It is not known what causes separation anxiety in felines. It has been speculated that there may be both genetic and environmental factors involved. Genetic factors include emotional sensitivity and a predisposition towards anxiety. Certain oriental breeds, such as Siamese and Burmese cats, may be more susceptible to develop separation anxiety than cats with robust temperaments, like Maine Coons. Environmental factors often involve improper bonding experiences when cats are young.
5 Common Signs and Symptoms
Here are some signs of separation anxiety in cats:
- Over-attachment to the pet parent. Cats began following their owners from room to room around the house.
- Pre-departure anxiety.
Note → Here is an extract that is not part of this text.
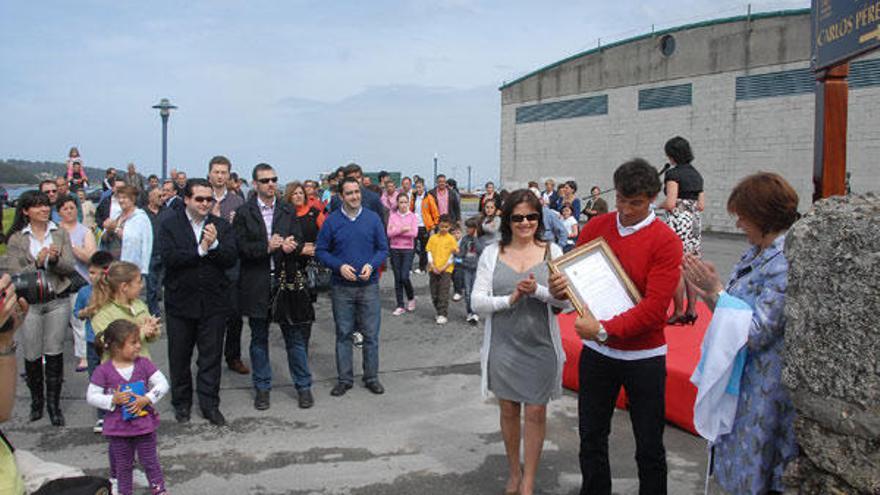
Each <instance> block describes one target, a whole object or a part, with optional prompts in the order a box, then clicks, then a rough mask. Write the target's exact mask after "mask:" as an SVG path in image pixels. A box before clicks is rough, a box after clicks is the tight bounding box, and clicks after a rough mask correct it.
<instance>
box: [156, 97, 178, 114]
mask: <svg viewBox="0 0 880 495" xmlns="http://www.w3.org/2000/svg"><path fill="white" fill-rule="evenodd" d="M153 108H155V109H157V110H159V115H160V116H162V118H166V119H167V118H168V116H169V115H171V110H176V109H177V107H176V106H175V105H172V104H171V101H169V100H168V98H162V99H161V100H159V103H158V104H156V105H153Z"/></svg>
Cats shows signs of distress as the owner prepares to depart.
- Excessive vocalization. Crying, moaning, or meowing right after the owner has left.
- Inappropriate elimination. Often in the form of urine marking, though fecal marking may also occur.
- Destructive behavior. Some cats may claw and scratch door edges presumably in an attempt to escape from their solitary confinement.
If your furry feline is showing signs of separation anxiety, here are some things that you can do:Provide perches or climbing frames that are positioned strategically across or close to the window, so your cat has a good view of the outside world.
- Place food or kibble in an activity ball that will make your cat work to get the food out.Give your cat an assortment of mobile toys enhanced with catnip.
- Hide food throughout the house so your cat has to find it. Leave the radio or television on, tuned to your usual station.
- Spend at least 10 minutes daily playing with your cat.
- Use environmental pheromone therapy such as Feliway to help reduce anxiety.
If your furbaby still has problems after you have enriched the environment and incorporated playtime in their routines, please see your veterinarian for further advice.